Tolerant/Intolerant
by digby
There’s lots of positive chatter this week-end about Sally Kohn’s excellent piece in the Washington Post about the limits of liberal tolerance. It’s an excellent question. Along with our bent for altruism and empathy, it’s a real Catch 22 for liberals seeking to live their values. It’s a little bit hard to it when the act of doing so empowers those who are hostile to them. There was a guy named Jesus who had some things to say about that but his teachings on the subject a very out of fashion these days, particularly among the people who hate tolerance, altruism and empathy. It’s more than a little bit ironic that they are the ones who’ve made a political litmus test out of being Christians.

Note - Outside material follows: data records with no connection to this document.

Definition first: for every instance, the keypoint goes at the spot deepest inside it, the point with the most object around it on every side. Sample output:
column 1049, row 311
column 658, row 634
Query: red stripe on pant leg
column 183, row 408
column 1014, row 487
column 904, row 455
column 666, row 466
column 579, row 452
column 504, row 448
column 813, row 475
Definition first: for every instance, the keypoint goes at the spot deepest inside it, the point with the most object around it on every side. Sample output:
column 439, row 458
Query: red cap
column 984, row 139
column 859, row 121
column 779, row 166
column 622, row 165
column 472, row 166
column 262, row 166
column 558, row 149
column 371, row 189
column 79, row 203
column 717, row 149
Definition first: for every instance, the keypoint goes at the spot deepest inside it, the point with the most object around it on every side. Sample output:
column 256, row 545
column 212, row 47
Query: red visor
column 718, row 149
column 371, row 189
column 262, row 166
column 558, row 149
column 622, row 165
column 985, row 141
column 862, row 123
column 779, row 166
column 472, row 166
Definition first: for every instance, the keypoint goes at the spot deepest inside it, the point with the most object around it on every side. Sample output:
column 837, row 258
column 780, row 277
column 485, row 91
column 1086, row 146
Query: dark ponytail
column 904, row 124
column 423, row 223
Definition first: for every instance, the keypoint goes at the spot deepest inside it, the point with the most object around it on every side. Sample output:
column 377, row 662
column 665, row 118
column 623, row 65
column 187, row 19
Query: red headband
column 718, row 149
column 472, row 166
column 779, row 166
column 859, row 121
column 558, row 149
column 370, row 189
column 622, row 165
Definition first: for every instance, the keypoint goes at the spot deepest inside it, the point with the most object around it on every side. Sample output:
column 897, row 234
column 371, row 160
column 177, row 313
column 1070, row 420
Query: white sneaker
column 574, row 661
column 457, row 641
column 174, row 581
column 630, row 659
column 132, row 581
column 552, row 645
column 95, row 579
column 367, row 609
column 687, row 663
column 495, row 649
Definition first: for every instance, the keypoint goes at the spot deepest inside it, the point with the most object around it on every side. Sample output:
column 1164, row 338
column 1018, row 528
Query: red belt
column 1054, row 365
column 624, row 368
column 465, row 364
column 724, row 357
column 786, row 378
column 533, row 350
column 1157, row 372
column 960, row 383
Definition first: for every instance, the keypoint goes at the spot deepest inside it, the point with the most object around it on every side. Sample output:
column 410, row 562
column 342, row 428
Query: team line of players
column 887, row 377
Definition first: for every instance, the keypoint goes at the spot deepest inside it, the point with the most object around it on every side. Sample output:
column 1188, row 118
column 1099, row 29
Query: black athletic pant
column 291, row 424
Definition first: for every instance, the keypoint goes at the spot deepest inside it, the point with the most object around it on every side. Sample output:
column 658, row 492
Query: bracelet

It’s also, by the way, what sets the liberals apart from your commies — their system doesn’t really incorporate those values either, even if they share some hostility toward capitalistic excess. But don’t tell that to the right wingers. But then they also think liberals are in cahoots with Islamic fundamentalists who believe women should be stoned for adultery and gays should be hung, so they have a bit of a hard understanding these nuances.
The perennial question is what to do about it and after years of pondering this question I think it comes down to this: you can be altruistic and empathetic even when people are mean and ungrateful. Those values aren’t dependent upon how others receive them. And in order to live in this world you have to be tolerant of human foibles and differences among us. But you can’t be tolerant of injustice, greed, cruelty and violence. It’s not all that hard to see the difference when you step back and look at it clearly.
Anyway, read Kohn’s article. It’s a very interesting discussion of our competing worldviews and asks the right questions. It’s a problem, no doubt about it. It’s always has been.